The president wants any agreement that avoids the sequester to include tax increases.
Republicans, however, say no more on raising taxes, after agreeing to the so-called "fiscal cliff" settlement at the New Year on a $600 billion, 10-year hike in the top income tax rate paid by high earners. They say the total $85 billion required by the sequester can be found in defense and other programs.
As those opposing views set in this week, the President suggested another temporary agreement combining tax changes and spending cuts that would keep deep cuts from taking effect a little while longer.
Mr. Obama still holds out hope for achieving a deficit reduction agreement with Congress of about $1.2 trillion, which would settle major fiscal issues for years.
If past is precedent, any agreement on the sequester is likely to happen much closer to March 1 than it is this week.
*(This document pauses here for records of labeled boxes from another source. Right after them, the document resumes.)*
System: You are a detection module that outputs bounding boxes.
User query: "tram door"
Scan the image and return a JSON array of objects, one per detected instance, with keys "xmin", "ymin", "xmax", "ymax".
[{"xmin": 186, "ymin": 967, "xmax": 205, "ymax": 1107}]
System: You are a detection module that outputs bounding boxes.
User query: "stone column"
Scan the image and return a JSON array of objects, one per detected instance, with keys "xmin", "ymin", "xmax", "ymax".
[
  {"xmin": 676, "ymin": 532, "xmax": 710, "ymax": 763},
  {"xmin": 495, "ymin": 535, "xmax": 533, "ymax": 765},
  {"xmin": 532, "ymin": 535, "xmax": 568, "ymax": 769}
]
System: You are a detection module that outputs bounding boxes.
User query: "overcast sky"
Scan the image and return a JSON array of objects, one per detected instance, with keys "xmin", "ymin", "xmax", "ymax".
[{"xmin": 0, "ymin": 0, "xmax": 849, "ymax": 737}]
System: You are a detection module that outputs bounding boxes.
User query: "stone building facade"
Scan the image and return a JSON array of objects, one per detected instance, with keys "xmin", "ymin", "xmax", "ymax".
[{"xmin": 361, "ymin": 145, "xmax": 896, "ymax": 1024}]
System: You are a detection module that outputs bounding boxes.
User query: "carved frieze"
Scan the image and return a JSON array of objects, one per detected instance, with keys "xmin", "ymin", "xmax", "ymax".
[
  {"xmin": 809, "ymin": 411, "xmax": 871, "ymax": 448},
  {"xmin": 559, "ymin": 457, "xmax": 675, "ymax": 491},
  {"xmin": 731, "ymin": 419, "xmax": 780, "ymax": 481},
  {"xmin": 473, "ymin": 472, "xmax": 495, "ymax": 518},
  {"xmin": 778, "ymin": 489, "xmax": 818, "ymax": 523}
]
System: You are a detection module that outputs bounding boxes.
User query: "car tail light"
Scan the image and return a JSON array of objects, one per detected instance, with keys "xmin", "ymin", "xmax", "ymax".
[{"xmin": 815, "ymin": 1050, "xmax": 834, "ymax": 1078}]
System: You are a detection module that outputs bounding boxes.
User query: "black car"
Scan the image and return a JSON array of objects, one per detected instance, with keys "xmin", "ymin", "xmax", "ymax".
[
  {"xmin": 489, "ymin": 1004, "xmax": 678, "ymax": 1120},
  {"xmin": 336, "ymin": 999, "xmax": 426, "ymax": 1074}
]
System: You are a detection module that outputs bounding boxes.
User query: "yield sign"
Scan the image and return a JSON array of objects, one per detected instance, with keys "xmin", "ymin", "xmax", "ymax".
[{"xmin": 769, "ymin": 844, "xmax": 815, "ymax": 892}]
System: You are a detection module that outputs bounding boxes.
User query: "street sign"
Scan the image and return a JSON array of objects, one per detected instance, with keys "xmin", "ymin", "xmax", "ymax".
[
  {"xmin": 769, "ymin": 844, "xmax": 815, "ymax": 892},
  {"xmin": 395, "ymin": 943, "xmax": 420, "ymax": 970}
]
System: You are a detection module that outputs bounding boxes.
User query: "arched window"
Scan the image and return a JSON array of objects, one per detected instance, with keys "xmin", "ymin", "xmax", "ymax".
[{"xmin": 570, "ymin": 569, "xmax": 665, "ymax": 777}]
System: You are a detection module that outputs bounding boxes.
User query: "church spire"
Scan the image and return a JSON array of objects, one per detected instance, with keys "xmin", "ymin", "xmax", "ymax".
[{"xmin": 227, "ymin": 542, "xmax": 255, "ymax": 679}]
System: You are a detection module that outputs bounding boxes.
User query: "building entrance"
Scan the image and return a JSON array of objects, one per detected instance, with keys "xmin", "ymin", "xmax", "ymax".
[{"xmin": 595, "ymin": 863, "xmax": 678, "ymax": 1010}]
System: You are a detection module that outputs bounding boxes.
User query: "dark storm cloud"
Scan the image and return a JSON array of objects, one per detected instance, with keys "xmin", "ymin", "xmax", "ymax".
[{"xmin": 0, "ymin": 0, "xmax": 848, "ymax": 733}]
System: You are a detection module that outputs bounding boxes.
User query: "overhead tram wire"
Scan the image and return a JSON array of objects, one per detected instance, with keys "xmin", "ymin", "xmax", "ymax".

One way out may be for the House and Senate to pass budgets that encompass a deal on taxes and spending for the rest of the fiscal year. Even if finishing that process goes a little past March 1, federal agencies could adjust, experts say.
With almost daily reports that the sudden, sharp reductions in federal spending required by sequestration would harm the economy, both political parties acknowledge incentive to avoid it.
In a statement Friday afternoon, the Senate's Republican leader, Mitch McConnell, repeated that his party wants spending reductions to comprise the bulk of any deficit cutting plan.
But he also said the plan should include "reforms," leaving the door open as he has in the past to supporting tax reforms to bring in revenue.
For his part, White House Press Secretary Jay Carney spoke Friday of the possibility that a sequester-avoidance deal will indeed contain new tax revenues, saying, "that's the way it's going to be."